No. 72, 74, 75, 76, 66
- Position: Defensive lineman

Personal information
- Born: March 18, 1938 (age 87) Chicago, Illinois, U.S.
- Died: December 6, 1995 (aged 57) Los Angeles, California, U.S.
- Height: 6 ft 3 in (1.91 m)
- Weight: 255 lb (116 kg)

Career information
- High school: Crane (Chicago)
- College: Kentucky State
- NFL draft: 1960: undrafted

Career history
- Los Angeles Rams (1960–1961); San Francisco 49ers (1962)*; Pittsburgh Steelers (1962); New York Titans (1962); Chicago Bears (1963)*; Ottawa Rough Riders (1963–1964); Montreal Alouettes (1965); Winnipeg Blue Bombers (1965);
- * Offseason and/or practice squad member only
- Stats at Pro Football Reference

= John Kenerson =

American gridiron football player (1938–1995)

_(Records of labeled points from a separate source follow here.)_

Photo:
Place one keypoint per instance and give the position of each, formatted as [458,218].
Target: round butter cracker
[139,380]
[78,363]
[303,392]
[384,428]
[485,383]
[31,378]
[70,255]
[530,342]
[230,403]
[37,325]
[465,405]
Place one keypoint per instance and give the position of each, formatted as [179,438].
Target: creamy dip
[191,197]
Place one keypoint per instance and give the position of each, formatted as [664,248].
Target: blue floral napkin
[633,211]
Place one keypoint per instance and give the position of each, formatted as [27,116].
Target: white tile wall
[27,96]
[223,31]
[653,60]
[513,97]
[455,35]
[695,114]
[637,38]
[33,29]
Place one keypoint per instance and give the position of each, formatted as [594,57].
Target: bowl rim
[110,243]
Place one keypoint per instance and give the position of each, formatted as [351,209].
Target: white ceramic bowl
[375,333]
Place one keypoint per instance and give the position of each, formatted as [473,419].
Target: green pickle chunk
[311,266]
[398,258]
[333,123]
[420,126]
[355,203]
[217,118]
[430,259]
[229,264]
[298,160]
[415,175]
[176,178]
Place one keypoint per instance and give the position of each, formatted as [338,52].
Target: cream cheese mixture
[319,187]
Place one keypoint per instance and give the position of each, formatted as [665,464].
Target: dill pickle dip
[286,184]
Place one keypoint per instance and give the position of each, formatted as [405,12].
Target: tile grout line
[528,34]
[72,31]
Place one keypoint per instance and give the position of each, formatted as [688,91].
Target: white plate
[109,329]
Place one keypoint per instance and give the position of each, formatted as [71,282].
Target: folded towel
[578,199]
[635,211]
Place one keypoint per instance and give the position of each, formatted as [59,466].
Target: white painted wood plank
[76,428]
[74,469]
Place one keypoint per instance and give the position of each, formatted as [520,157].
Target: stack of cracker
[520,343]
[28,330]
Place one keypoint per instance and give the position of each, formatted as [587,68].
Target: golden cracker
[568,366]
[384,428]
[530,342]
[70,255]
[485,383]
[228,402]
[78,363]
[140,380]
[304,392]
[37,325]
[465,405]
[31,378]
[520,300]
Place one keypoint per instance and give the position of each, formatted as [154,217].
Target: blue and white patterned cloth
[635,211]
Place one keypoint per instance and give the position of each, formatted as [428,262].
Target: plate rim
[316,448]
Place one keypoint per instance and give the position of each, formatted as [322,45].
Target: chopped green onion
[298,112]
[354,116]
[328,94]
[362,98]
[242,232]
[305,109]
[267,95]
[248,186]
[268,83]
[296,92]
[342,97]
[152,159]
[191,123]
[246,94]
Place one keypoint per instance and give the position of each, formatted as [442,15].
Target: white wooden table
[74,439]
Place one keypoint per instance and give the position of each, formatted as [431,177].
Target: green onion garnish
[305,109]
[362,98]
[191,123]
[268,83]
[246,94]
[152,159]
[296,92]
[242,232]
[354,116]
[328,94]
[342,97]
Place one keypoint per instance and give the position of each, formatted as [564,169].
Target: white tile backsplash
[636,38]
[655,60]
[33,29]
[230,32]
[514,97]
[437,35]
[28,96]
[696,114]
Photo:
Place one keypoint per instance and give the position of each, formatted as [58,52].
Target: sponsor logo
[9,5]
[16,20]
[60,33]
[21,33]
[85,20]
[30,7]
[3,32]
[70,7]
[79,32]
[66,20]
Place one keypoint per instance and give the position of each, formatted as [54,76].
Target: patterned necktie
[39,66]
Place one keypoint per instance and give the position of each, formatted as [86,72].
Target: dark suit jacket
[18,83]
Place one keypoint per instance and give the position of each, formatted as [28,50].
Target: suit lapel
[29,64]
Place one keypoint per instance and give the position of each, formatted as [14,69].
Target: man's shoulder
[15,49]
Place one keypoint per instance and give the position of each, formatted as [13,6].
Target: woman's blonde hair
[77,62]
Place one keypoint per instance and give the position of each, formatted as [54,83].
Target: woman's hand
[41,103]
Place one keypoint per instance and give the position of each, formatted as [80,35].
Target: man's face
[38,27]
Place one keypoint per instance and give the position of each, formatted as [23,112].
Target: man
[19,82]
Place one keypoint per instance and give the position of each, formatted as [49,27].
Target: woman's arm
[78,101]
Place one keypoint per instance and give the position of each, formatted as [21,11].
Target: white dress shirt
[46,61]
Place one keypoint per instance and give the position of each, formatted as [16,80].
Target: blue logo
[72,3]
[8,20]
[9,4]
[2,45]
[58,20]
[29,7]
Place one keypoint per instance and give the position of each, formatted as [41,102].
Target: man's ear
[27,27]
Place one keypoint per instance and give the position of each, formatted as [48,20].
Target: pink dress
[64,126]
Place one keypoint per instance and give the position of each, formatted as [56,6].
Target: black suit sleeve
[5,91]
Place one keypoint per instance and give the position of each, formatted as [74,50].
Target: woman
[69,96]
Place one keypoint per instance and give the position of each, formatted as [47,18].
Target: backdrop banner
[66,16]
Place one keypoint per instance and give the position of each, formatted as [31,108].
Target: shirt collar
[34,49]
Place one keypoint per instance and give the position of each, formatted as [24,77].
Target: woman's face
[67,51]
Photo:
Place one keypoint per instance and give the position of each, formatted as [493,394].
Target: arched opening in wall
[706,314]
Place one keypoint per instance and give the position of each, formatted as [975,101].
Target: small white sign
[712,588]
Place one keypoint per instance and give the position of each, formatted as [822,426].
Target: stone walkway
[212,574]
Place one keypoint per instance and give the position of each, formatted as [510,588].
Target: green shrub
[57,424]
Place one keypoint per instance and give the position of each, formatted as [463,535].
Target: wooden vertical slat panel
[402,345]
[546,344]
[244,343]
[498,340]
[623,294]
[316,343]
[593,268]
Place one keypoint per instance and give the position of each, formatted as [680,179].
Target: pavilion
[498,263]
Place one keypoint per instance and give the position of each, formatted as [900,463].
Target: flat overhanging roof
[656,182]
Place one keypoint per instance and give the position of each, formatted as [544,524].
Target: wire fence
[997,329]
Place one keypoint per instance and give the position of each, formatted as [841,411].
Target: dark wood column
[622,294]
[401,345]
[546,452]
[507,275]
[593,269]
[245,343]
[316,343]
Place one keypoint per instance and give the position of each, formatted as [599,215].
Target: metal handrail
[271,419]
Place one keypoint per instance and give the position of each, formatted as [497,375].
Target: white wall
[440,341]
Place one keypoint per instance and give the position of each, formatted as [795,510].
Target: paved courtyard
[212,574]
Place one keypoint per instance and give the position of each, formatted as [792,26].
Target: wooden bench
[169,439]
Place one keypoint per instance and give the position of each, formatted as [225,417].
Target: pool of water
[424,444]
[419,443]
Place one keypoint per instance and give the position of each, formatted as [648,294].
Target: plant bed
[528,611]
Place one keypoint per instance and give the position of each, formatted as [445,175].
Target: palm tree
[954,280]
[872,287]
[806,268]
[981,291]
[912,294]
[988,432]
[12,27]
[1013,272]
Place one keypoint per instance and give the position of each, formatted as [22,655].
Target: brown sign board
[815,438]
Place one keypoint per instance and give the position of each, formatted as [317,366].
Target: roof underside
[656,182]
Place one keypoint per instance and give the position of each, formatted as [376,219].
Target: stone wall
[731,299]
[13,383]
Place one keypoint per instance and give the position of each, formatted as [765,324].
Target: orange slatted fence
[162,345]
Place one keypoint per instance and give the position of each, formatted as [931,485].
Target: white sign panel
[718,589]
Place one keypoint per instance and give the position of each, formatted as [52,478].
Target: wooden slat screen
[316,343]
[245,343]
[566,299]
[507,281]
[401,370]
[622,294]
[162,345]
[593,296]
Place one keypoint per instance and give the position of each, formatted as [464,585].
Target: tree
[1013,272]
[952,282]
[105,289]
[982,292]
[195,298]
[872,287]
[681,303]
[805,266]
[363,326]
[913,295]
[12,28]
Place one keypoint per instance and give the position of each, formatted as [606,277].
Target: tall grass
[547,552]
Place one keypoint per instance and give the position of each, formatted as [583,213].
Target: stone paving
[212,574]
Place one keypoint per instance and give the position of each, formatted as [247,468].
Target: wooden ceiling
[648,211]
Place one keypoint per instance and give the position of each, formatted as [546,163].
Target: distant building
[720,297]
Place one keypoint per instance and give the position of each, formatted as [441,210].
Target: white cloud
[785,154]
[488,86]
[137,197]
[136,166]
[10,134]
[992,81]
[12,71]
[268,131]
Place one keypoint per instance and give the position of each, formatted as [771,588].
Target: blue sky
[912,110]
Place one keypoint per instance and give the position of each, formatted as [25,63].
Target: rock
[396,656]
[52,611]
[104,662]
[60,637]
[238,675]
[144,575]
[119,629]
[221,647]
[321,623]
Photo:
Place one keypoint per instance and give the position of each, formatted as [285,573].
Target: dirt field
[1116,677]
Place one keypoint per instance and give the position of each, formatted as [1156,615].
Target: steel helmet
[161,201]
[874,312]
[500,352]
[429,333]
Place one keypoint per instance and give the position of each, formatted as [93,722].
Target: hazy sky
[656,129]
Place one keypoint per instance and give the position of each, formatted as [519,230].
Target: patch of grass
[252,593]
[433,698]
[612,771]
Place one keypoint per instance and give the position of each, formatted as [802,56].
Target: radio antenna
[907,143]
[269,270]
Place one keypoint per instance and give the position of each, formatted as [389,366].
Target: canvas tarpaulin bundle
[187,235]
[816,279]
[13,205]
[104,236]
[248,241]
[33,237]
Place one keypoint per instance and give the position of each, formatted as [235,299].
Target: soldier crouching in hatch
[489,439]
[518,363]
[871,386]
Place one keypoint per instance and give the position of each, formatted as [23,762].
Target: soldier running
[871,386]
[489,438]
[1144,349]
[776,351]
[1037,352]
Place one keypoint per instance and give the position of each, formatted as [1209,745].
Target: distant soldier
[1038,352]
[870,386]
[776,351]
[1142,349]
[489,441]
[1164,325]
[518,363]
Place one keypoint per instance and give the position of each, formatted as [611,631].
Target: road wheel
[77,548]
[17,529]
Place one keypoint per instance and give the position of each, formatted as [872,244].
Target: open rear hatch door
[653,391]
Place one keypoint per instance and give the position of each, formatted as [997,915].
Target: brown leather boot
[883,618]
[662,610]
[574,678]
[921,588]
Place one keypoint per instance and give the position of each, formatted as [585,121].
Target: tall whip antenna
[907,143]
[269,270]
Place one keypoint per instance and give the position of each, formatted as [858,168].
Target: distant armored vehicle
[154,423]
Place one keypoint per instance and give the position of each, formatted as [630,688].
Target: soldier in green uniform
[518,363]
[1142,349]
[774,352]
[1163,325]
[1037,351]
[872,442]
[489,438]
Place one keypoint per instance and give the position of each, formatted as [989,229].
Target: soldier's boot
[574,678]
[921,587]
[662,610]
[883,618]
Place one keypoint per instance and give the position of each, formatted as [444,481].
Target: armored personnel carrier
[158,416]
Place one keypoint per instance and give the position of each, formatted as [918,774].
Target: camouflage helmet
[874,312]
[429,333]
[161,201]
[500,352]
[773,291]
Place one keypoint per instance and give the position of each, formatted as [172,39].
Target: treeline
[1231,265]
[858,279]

John D. Kenerson (March 18, 1938 – December 6, 1995) was an American professional football player who was a defensive lineman in the National Football League (NFL), American Football League (AFL), and Canadian Football League (CFL) from 1960 to 1965. He played college football for the Kentucky State Thorobreds.

==Early life and college==
Kenerson attended Crane High School in Chicago, Illinois. He played college football for the Kentucky State Thorobreds of Kentucky State University.

==Professional career==
Kenerson played in seven games for the NFL's Los Angeles Rams in 1960. He was released by the Rams in late August 1962. Shortly thereafter, he was signed by the San Francisco 49ers of the NFL. He was released by the 49ers on September 4, 1962. He played in one game for the NFL's Pittsburgh Steelers in 1962. He was released by the Steelers on September 27. He had earlier been added to the team's active roster on September 21. He later joined the taxi squad of the New York Titans of the AFL. He was promoted to the Titans' active roster in late October 1962. He played in eight games for the Titans in 1962.

Kenerson signed with the CFL's Ottawa Rough Riders on September 5, 1963, after having recently been released by the NFL's Chicago Bears. He played in nine games for the Rough Riders in 1963 and played in 13 games for the team in 1964. In July 1965, following the Rough Riders' final exhibition game, Kenerson was released by the team. He then signed with the Montreal Alouettes of the CFL on August 3, 1956 and played in four games for the team during the 1965 season. He was released by the Alouettes in late August 1965 due to poor play. He signed with the Winnipeg Blue Bombers of the CFL on August 31, 1965 and played in one game for the team that season.